29/12/14

Está de moda que las personas cultiven su propia marca, que todos seamos una idealización más en este fantasioso mercado persa de las pantallas táctiles. Debe ser que nos hemos tomado demasiado en serio la revolución digital y los nuevos perfiles sociales y que a consecuencia de ese espejismo nos veamos ridículamente en posición de cultivar nuestro personal branding como seña de identidad. No hace falta que sepamos quiénes somos. Lo importante es la imagen que demos a los demás. Nada más zafio e innecesario. De ahí que nos veamos obligados a una transparencia de centro comercial, como si nuestras virtudes fuesen mercancía expuesta a la vista de otras personas que quizá se interesen por ella y acaben comprando.
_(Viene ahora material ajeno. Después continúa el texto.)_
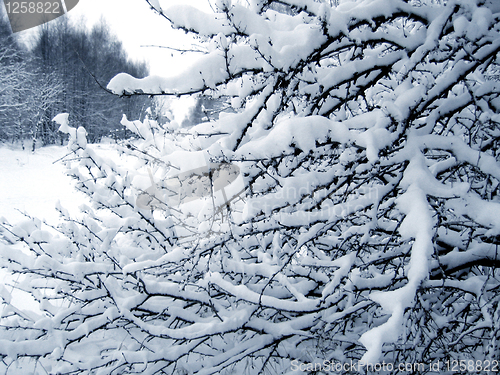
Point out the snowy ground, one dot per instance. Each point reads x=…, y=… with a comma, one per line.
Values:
x=33, y=183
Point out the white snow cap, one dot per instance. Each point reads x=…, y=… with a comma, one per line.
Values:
x=62, y=120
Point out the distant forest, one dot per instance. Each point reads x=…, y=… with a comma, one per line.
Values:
x=56, y=71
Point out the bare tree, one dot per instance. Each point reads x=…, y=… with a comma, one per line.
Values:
x=367, y=138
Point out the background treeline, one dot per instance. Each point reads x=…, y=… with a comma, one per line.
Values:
x=56, y=71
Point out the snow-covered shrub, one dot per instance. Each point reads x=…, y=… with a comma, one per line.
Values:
x=366, y=135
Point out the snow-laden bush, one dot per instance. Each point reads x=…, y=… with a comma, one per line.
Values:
x=365, y=139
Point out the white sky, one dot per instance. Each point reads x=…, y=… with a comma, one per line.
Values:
x=136, y=24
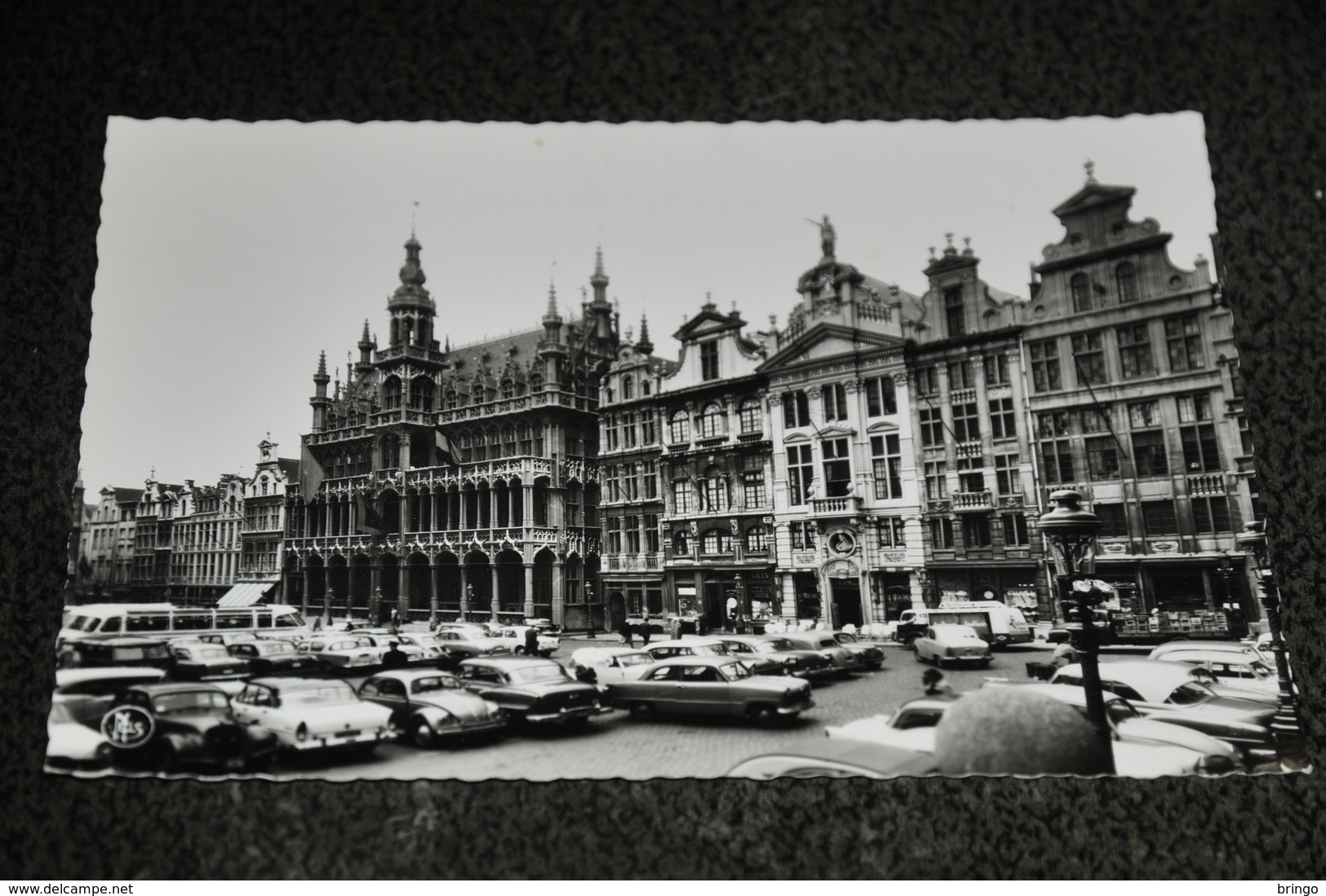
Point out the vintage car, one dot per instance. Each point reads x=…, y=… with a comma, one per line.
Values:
x=170, y=726
x=70, y=744
x=532, y=690
x=460, y=645
x=827, y=647
x=837, y=758
x=346, y=651
x=942, y=645
x=122, y=650
x=314, y=715
x=203, y=662
x=605, y=666
x=778, y=656
x=548, y=645
x=275, y=658
x=721, y=685
x=88, y=694
x=870, y=655
x=431, y=707
x=1169, y=692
Y con la honestidad comercial llega también la simpatía comercial, deplorable y ñoña, y desgraciadamente tan frecuente a diario en nuestra relaciones. Todo este teatro barato apesta. Y lo peor, arrasa con los valores más básicos de nuestra naturaleza. Parece que ya no quede hueco para la contradicción, la delicadeza, la vulnerabilidad o la cortesía y que lo importante sea la efectividad personal, la contundencia de una puesta en escena que nos convierta en agentes emprendedores, innovadores y renovadores de no sé qué bobadas que a su vez sólo hacen que clonarnos y duplicar hasta el infinito lo que todos ofrecemos como nuevo. Otro ladrillo más en el muro de la intromisión de lo comercial en lo privado. ¿Cuántos irán ya?